Legal recognition of an electronic signature: attention to the signature levels in the eIDAS regulation
The development of online contracts has encouraged the use of electronic signature solutions, which allow the signatory to sign the contract from their personal computer, without having to go anywhere.
But how valid is an electronically signed contract? Does a simple scanned signature affixed to a document have the same value as an electronic signature using smart cards and embedded electronic certificates, guaranteed by trusted service providers? What about intermediate solutions, such as "certificates on the fly", which are increasingly used to sign contracts over the internet?
According to article 1367 of the French Civil Code, an electronic signature will have the same legal value as a handwritten signature if it makes use of an "electronic signature". a reliable identification process guaranteeing its link with the act to which it relates ".

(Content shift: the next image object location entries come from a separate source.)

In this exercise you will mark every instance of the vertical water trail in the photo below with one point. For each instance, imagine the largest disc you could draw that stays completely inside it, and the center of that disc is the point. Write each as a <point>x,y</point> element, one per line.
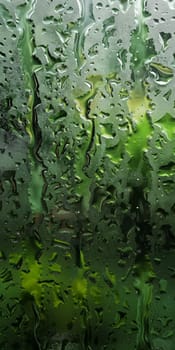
<point>26,48</point>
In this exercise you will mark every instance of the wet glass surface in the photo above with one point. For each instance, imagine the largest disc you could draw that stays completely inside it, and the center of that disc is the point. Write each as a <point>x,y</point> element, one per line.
<point>87,174</point>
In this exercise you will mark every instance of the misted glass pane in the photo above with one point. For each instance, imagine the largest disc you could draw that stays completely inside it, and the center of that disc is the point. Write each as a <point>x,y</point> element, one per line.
<point>87,174</point>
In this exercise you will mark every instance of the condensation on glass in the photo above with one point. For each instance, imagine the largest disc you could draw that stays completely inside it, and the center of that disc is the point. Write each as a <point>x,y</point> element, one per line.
<point>87,174</point>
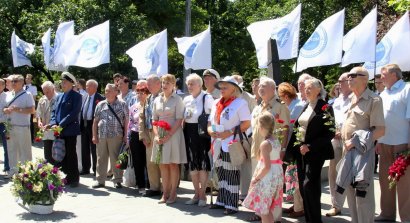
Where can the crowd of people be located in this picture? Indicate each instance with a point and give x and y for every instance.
(351, 126)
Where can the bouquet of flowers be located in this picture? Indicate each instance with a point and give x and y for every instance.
(122, 161)
(291, 181)
(37, 182)
(398, 168)
(328, 116)
(163, 128)
(40, 134)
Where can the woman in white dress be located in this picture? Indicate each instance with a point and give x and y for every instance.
(227, 113)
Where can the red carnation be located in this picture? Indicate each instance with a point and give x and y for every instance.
(324, 107)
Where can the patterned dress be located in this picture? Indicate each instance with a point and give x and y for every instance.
(266, 195)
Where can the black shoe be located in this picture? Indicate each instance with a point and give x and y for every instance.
(152, 193)
(74, 184)
(84, 172)
(97, 185)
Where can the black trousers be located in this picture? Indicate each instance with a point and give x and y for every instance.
(139, 160)
(88, 148)
(309, 171)
(48, 145)
(69, 165)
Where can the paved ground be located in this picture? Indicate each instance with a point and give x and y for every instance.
(84, 204)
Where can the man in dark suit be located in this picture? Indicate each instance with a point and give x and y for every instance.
(65, 114)
(86, 123)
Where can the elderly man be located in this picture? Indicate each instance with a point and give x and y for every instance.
(271, 104)
(3, 119)
(19, 106)
(146, 135)
(65, 114)
(109, 132)
(396, 107)
(364, 113)
(126, 94)
(340, 106)
(86, 123)
(43, 114)
(211, 76)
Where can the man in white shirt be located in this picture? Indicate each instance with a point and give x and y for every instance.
(340, 106)
(33, 90)
(396, 109)
(19, 107)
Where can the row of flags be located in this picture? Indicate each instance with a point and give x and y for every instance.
(326, 43)
(325, 46)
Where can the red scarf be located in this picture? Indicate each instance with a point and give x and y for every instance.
(220, 106)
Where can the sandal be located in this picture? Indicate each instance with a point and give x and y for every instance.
(215, 206)
(254, 218)
(230, 212)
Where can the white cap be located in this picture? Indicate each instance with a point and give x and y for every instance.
(212, 72)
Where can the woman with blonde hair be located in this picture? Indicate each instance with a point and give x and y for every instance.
(168, 106)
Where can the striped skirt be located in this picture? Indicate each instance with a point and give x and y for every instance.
(228, 182)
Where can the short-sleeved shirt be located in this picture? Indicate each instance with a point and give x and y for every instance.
(194, 107)
(24, 101)
(340, 106)
(108, 125)
(367, 112)
(231, 116)
(396, 108)
(168, 110)
(278, 110)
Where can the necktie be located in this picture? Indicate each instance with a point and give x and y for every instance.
(87, 104)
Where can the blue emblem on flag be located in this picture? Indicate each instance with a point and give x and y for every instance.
(90, 48)
(190, 52)
(382, 54)
(315, 44)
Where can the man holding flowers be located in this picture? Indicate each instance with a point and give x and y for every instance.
(396, 109)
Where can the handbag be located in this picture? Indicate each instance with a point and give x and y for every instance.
(237, 151)
(203, 121)
(58, 150)
(129, 174)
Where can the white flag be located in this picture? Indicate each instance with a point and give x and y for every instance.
(286, 32)
(150, 56)
(196, 50)
(62, 46)
(324, 46)
(360, 42)
(393, 48)
(19, 50)
(45, 41)
(91, 48)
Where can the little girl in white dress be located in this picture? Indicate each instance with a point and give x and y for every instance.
(266, 191)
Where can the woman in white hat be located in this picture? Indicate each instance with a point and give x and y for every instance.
(227, 113)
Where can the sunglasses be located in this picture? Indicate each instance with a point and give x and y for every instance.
(355, 75)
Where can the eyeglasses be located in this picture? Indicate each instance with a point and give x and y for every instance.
(355, 75)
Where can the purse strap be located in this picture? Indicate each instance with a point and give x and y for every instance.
(116, 116)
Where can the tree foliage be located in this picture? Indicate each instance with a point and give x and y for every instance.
(133, 21)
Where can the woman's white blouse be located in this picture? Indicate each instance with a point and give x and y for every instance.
(194, 106)
(231, 116)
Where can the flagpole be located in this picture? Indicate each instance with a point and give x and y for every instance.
(374, 55)
(187, 33)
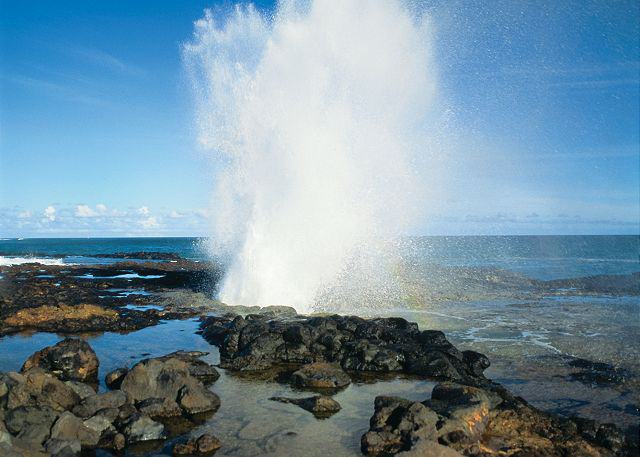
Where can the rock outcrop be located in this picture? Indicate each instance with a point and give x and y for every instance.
(258, 342)
(51, 409)
(472, 421)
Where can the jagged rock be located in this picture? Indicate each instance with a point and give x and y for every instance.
(142, 428)
(197, 400)
(258, 342)
(94, 403)
(83, 390)
(36, 387)
(159, 408)
(320, 405)
(464, 412)
(69, 427)
(71, 359)
(114, 378)
(320, 375)
(397, 424)
(199, 369)
(204, 445)
(473, 421)
(61, 448)
(169, 378)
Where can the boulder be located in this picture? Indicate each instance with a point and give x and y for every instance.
(71, 359)
(257, 342)
(142, 428)
(203, 445)
(397, 424)
(69, 427)
(320, 375)
(31, 424)
(159, 408)
(36, 387)
(114, 378)
(169, 378)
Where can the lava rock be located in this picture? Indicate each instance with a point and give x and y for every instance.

Recognition of an electronic signature is therefore linked to recognition of the reliability of the process used to sign it.

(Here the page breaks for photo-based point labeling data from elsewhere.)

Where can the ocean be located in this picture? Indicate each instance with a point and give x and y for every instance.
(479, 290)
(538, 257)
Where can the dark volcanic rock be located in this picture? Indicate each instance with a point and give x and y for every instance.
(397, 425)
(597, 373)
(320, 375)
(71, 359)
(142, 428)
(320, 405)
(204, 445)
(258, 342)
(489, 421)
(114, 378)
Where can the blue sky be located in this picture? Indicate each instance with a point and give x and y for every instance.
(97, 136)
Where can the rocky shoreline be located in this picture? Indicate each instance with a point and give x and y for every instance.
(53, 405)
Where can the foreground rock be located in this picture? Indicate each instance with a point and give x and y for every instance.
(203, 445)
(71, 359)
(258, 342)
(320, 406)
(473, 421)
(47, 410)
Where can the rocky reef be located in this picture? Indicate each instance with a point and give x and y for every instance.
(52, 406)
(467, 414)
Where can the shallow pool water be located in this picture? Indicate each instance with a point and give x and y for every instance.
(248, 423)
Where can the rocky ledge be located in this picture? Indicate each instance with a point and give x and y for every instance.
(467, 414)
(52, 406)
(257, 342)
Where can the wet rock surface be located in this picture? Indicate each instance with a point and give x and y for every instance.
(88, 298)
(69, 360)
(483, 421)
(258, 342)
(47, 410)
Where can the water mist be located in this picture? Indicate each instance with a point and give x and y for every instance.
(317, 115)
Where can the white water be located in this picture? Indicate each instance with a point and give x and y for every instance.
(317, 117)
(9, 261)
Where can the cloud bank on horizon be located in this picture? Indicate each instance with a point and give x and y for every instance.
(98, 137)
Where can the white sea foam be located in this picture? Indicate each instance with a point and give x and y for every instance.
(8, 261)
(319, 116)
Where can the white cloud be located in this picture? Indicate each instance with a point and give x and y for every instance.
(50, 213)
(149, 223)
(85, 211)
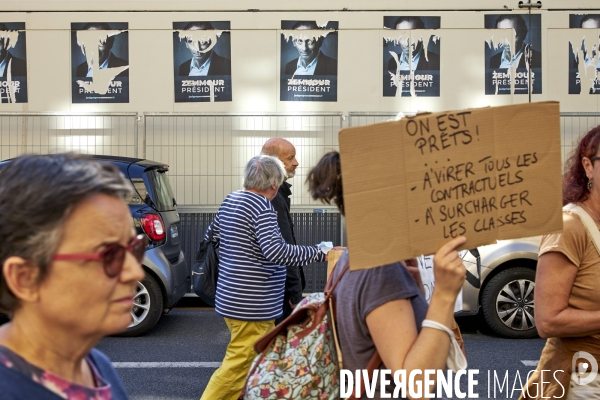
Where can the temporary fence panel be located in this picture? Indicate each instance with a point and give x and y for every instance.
(207, 153)
(309, 229)
(112, 134)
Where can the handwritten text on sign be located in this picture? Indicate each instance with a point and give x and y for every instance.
(486, 174)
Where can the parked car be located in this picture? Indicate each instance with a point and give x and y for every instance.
(501, 283)
(154, 213)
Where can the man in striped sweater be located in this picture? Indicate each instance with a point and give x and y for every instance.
(252, 260)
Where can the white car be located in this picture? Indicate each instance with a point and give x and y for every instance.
(501, 282)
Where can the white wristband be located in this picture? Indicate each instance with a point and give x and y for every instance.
(427, 323)
(456, 359)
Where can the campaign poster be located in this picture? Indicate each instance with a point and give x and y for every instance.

Current European regulations, in this case the "eIDAS" regulation no. 910/2014 of 23 July 2014, provide for three levels of electronic signature, from the least secure to the most secure:
- Simple signature, as defined in article 3-10 of the regulations ;
- Advanced signature, defined in articles 3-11 and 26 of the regulations ;
- Qualified signature, defined in article 3-12 of the regulations.
In French law, Article 1er of Decree no. 2017-1416 of 28 September 2017 specifies that only a process implementing a "qualified electronic signature" benefits from a presumption of reliability.
It should be noted that the implementation of a qualified electronic signature has a very high financial and technological cost, as it requires :
- An advanced electronic signature, meeting the requirements of Article 26 of the Regulation (signature uniquely linked to the signatory, identification of the signatory possible, exclusive use of the signature by the signatory, subsequent modification of the document not authorised);
- a qualified signature creation device, for example a smart card mentioned on the European Commission list ;
- a qualified electronic signature certificate, issued by a trusted service provider that is also qualified under strict conditions.
Thus, even if the presumption of reliability is a "simple" presumption, the signatory will find it very difficult to provide evidence to the contrary showing that he did not sign the document.
Implementing such a signature for electronic signatures on B2C or C2C contracts has a very high financial cost and security requirements. As a result, most solutions only allow for unqualified signatures, which will only be admissible in court as evidence in writing, in the same way as an email or fax.
The burden of proof for the reliability of the process will therefore rest with the merchant or the electronic signature platform. This party will usually provide at least one "audit trail" covering the technical steps leading up to the signature (identification of the user on the platform, generation of the certificate, signature of the document, etc.).
The admissibility of an electronic signature in court is therefore closely linked to the quality of the electronic signature solution:
- Does it enable the signatory to be unambiguously identified? Could another person easily have signed the document in the signatory's place?
- Does the signatory have exclusive control over the signature data?
- Does the audit trail include enough information to demonstrate the reliability of the process?
- Will the information provided be easy to understand despite the technical nature of the solution?
Suppliers and users of these solutions will therefore need to consider in advance the admissibility of elements enabling them to demonstrate the reliability of their solution in the event of litigation.